Tous les mardis après-midi donc, nous, les garçons de la classe de Mademoiselle BONNET, quittions cette dernière pour nous rendre en rangs par deux, sous la surveillance d’un « grand » désigné par la maîtresse, vers la classe dirigée par l’instituteur. En route, dans la grande rue du village, nous croisions les filles de la « grande école » qui opéraient un déplacement en sens inverse. C’est dans ce cadre que se situe une mésaventure qui a longtemps laissé un goût amer dans mon esprit d’enfant. La responsabilité des faits incombe sans doute au mobilier scolaire de l’époque conçu de manière à permettre de « caser » le maximum d’élèves dans un minimum de surface. Il se composait de longs et lourds bureaux-pupitres occupant toute la largeur de la salle, complétés par des bancs assez étroits et instables, séparés des bureaux, donc très mobiles. Ce qui fit mon malheur.

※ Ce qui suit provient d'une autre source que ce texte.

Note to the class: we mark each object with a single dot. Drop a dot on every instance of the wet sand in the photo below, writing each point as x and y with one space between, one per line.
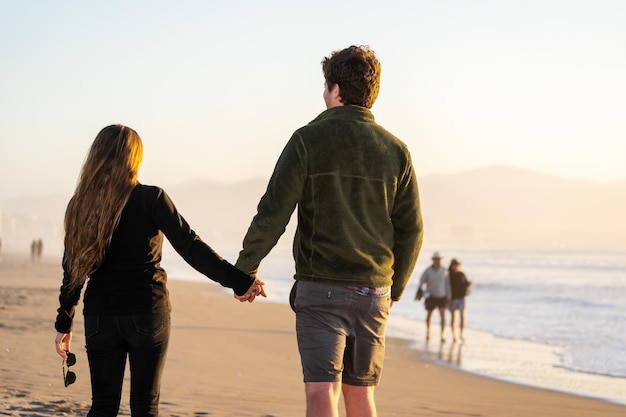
233 359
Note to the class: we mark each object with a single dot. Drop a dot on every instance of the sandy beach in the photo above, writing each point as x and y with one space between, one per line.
232 359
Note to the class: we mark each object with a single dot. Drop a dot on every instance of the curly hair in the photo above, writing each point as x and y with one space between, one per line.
357 72
107 178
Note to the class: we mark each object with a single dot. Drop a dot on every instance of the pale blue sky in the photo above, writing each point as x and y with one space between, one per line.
215 90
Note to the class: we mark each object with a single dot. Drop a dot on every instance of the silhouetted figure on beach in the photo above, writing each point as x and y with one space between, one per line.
33 250
438 293
459 286
39 249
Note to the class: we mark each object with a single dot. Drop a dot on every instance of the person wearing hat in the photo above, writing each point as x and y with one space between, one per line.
459 286
439 293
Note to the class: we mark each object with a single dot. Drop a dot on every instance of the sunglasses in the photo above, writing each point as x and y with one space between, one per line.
69 377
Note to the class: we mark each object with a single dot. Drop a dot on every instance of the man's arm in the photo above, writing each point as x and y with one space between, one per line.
408 231
283 193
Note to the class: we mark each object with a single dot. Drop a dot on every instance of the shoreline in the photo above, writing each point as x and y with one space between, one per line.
236 359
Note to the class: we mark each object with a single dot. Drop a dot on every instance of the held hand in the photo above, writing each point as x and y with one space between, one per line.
62 343
255 289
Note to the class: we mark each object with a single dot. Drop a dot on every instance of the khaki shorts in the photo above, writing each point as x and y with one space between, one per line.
341 334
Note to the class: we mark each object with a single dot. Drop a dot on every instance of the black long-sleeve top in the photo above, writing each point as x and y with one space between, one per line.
130 279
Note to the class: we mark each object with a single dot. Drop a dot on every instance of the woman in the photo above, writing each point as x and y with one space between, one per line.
460 288
114 229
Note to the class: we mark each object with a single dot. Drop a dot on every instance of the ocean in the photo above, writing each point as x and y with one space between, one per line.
553 319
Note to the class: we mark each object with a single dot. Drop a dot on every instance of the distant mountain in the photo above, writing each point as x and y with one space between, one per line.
512 207
492 207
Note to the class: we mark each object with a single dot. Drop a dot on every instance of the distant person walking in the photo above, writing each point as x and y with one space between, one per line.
437 293
39 249
459 286
33 250
114 229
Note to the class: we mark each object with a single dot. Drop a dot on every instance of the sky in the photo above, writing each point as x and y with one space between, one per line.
215 89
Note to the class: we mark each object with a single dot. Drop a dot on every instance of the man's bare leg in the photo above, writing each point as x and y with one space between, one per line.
359 401
322 399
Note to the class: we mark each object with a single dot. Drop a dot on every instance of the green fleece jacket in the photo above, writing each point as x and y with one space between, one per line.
359 217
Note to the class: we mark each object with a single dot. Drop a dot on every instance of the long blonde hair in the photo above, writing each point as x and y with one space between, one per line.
107 178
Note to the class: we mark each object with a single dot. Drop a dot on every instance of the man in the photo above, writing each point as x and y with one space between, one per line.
438 289
358 236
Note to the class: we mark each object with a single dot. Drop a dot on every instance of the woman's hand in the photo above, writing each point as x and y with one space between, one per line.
62 343
255 289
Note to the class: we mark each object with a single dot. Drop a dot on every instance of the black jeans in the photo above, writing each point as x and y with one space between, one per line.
110 339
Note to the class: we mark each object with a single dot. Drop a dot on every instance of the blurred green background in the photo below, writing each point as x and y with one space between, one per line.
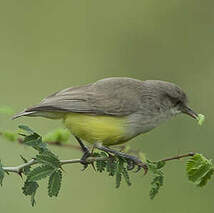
48 45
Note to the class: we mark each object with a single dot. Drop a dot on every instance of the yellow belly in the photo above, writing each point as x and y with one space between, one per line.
108 130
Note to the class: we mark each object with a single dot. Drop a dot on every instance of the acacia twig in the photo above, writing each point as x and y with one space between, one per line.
19 169
190 154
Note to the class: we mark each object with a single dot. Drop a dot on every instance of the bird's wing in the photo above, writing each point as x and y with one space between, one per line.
115 96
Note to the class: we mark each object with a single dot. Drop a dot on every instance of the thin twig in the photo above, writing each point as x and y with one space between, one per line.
179 157
19 169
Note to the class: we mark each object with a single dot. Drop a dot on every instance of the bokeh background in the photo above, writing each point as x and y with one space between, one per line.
48 45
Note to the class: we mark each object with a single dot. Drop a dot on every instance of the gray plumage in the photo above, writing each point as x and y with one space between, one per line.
112 96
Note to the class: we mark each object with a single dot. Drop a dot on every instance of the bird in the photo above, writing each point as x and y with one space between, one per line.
112 111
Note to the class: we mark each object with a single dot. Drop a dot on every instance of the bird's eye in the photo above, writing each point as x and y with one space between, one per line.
177 103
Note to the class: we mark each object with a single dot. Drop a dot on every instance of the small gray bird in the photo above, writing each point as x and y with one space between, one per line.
113 110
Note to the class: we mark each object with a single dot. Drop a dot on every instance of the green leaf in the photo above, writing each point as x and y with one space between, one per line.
27 129
156 183
35 141
111 166
118 172
39 173
49 159
101 164
205 178
54 183
199 169
201 119
26 169
158 177
30 188
118 179
126 176
11 136
2 173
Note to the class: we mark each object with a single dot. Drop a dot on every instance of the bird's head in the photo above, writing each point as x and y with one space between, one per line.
172 98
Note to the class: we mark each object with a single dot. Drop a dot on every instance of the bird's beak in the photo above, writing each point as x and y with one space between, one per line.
190 112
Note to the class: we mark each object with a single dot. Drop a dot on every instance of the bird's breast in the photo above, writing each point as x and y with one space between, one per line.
110 130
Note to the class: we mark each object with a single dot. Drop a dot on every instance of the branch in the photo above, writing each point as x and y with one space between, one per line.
19 169
190 154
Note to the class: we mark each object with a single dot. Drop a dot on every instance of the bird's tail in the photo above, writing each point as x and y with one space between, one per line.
23 113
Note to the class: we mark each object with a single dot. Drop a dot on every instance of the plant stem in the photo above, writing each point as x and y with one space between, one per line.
179 157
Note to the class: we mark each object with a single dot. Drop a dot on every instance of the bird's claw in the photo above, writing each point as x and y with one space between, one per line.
131 163
84 160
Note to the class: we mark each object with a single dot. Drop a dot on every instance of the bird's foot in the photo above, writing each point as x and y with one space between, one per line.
83 159
131 160
86 154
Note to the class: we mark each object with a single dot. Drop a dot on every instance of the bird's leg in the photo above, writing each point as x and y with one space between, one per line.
86 153
131 160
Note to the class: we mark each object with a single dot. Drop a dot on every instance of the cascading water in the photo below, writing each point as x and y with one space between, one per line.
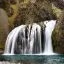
24 40
48 49
27 39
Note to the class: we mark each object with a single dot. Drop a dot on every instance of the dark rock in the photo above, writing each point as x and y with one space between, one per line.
3 28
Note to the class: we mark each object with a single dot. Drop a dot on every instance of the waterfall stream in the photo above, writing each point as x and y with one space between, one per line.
27 39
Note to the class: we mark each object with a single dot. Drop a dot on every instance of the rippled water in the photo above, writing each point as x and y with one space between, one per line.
33 59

Me voici donc installé, un mardi après-midi, dans la classe des « grands » dirigée, à ce moment-là, par Monsieur PERRIN, (au premier étage de l’immeuble municipal ?), vers le bas du village. Un moment, je regardai mon ami, Paul REYNAUD, de la classe des « grands » qui, à l’extrémité du même banc, me sourit d’un air protecteur mais néanmoins malicieux. Sacré Paul ! Comment aurais-je pu me méfier de ce gentil compagnon de jeux, mon ami de tous les jours ! Cependant, à peine étais-je assis, qu’il imprima une violente secousse à notre siège commun. Aussitôt, je pouffai en un rire bruyant qui alerta le maître. Monsieur PERRIN m’appela auprès de lui, me planta contre le tableau noir sur lequel il dessina au dessus de ma tête ce qui était censé représenter de longues oreilles, version édulcorée du traditionnel bonnet d’âne.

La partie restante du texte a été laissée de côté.